Attic Tale
Devotional origins
The dream began faithfully: a Saturday afternoon in 1957.
Emmalee insisting she wasn’t letting Alice risk the attic again alone. Someone’s friend had fallen through floorboards at their own house; besides, they could check for “monsters.” It was so hot they got in their nightgowns to make the climb, the air shifting around them.
The walkway smelled of old beams and papery dust. The half-burned beeswax candle Alice carried gave off its warm honeyed scent, still hanging in the rafters. Lavender oil, spilled long ago and never quite cleaned, rose faintly beneath it.
Then it happened. Alice leading by a foot but turning back and kissing her on the mouth. Almost confident.
Emma’s eyes betraying a welcoming but her movement to the corner, where she fleetingly shifted her feet, felt the jambs, then turned around, saying how much more secure it felt.
Alice coming over and standing with her legs braced and arms wide against each wall.
Emma sliding down, sitting suddenly on the dusty floorboards, weak-kneed and losing her grin. Gazing up at Alice — transfigured by the shaft of afternoon sunlight cutting through a broken slat. Alice in her nightgown, hair backlit, the dark panties faintly visible through cotton. Emma felt overcome by something nameless.
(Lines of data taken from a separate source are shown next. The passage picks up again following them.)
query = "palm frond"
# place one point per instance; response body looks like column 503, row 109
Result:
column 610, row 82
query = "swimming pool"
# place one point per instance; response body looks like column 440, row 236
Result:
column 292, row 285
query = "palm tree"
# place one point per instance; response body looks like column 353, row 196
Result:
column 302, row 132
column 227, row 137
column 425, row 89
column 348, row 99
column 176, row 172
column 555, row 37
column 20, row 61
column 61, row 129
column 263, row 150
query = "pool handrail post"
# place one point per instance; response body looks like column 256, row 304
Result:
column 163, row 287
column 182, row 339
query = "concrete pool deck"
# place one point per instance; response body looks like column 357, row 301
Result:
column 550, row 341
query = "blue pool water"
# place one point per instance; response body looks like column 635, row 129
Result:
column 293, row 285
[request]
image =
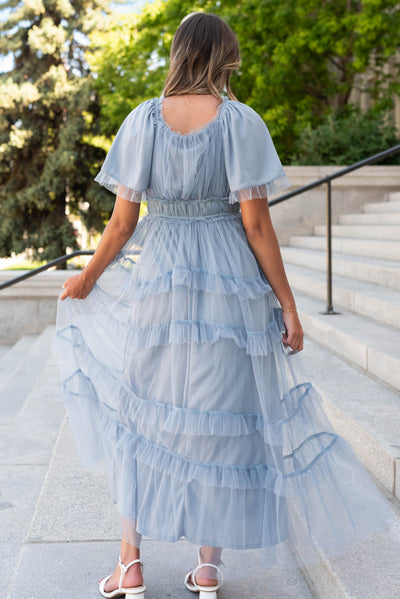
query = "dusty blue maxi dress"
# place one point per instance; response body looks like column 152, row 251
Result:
column 173, row 367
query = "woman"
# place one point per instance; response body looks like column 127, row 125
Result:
column 179, row 365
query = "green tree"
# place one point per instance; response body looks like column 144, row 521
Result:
column 49, row 115
column 300, row 58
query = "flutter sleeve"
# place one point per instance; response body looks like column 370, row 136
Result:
column 253, row 167
column 127, row 166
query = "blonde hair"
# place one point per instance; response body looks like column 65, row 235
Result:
column 204, row 53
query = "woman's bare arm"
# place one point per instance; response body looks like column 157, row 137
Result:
column 262, row 240
column 117, row 232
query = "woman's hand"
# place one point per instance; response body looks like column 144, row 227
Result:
column 78, row 286
column 294, row 333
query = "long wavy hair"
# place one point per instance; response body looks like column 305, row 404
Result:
column 204, row 53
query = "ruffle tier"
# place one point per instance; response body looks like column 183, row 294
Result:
column 175, row 374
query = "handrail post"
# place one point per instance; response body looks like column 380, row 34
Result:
column 329, row 301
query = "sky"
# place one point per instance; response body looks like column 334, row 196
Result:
column 6, row 62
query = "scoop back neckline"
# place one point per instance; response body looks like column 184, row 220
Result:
column 207, row 125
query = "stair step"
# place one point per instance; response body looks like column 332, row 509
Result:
column 4, row 349
column 373, row 347
column 18, row 380
column 365, row 412
column 15, row 354
column 381, row 272
column 369, row 218
column 387, row 250
column 386, row 232
column 393, row 206
column 369, row 571
column 367, row 299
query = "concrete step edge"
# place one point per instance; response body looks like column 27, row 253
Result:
column 371, row 346
column 367, row 299
column 389, row 250
column 381, row 272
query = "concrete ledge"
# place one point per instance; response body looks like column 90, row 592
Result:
column 28, row 307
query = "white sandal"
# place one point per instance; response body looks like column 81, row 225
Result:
column 137, row 592
column 208, row 592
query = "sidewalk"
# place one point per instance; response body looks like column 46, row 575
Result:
column 59, row 529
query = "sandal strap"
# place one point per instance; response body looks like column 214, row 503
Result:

Her younger sister stood over her, face unreadable, a girl-saint, a little goddess born of heat and dust. Who had her cornered.
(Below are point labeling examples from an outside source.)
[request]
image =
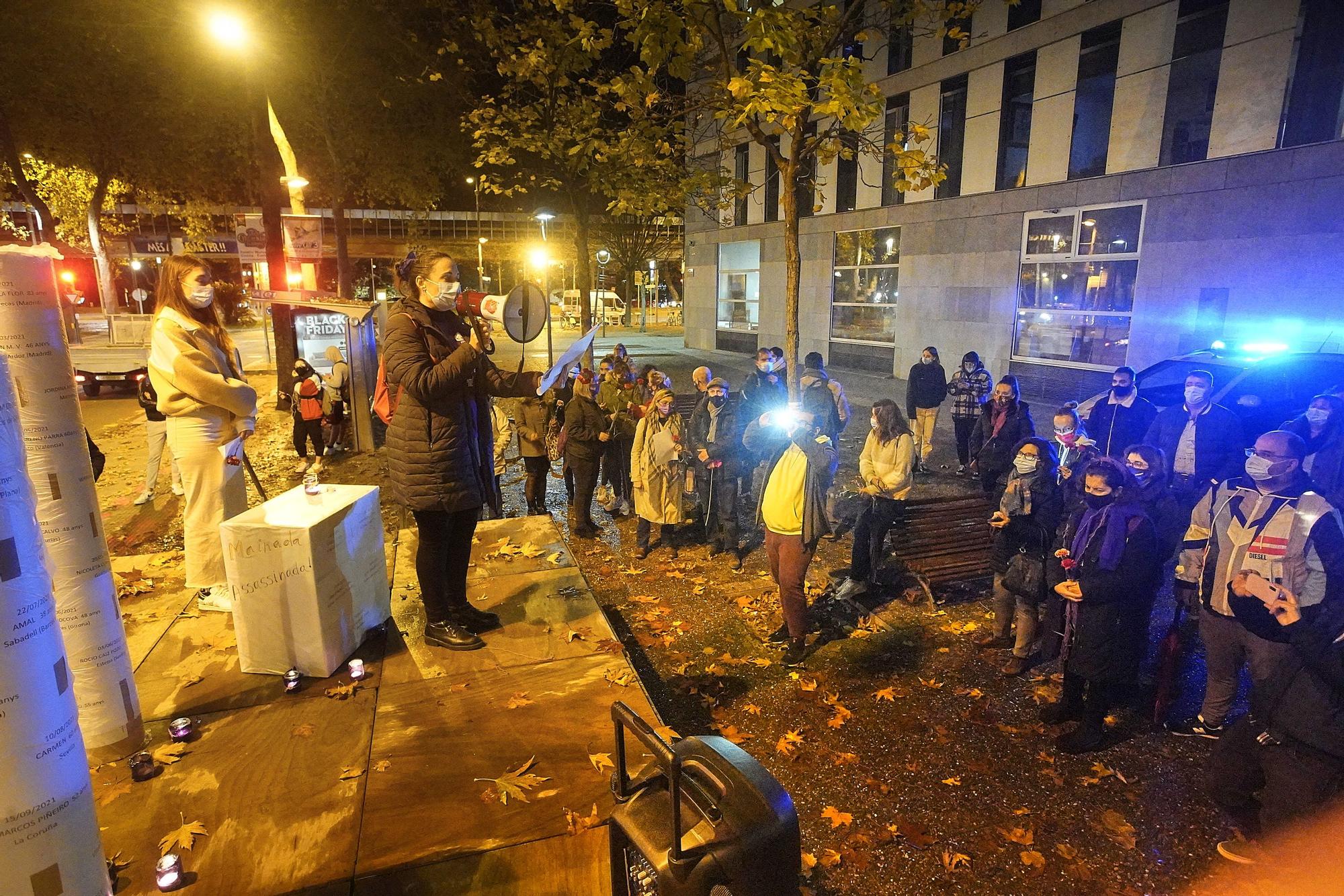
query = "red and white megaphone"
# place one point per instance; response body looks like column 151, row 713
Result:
column 522, row 312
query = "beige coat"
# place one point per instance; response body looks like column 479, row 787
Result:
column 190, row 373
column 658, row 490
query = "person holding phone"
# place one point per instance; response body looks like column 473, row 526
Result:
column 198, row 375
column 440, row 444
column 1025, row 525
column 1114, row 573
column 1286, row 760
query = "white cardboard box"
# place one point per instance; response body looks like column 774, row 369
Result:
column 310, row 578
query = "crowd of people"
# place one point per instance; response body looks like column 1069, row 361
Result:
column 1089, row 521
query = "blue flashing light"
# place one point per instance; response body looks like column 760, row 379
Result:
column 1264, row 349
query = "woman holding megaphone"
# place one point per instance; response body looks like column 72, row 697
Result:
column 440, row 443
There was nothing to be done; but there was something she could give back, and she didn’t yet know how. The blonde rolled her spine up and forward, ducking beneath Alice’s wide-braced legs to stand on the other side, her chest at the girl’s unmoving back. One sweetened breath later she opened the gown with reverence.
Home was there in the shape of smell when Emma pressed her nose to the soft place between Alice’s shoulder blades. She kissed the heat-softened skin — slow, trembling, certain. Warm milk. Sun on cotton. And something purely Alice — some goodness deep and rising. That, and a promise tomorrow would always come.
This was the beginning: sister skin.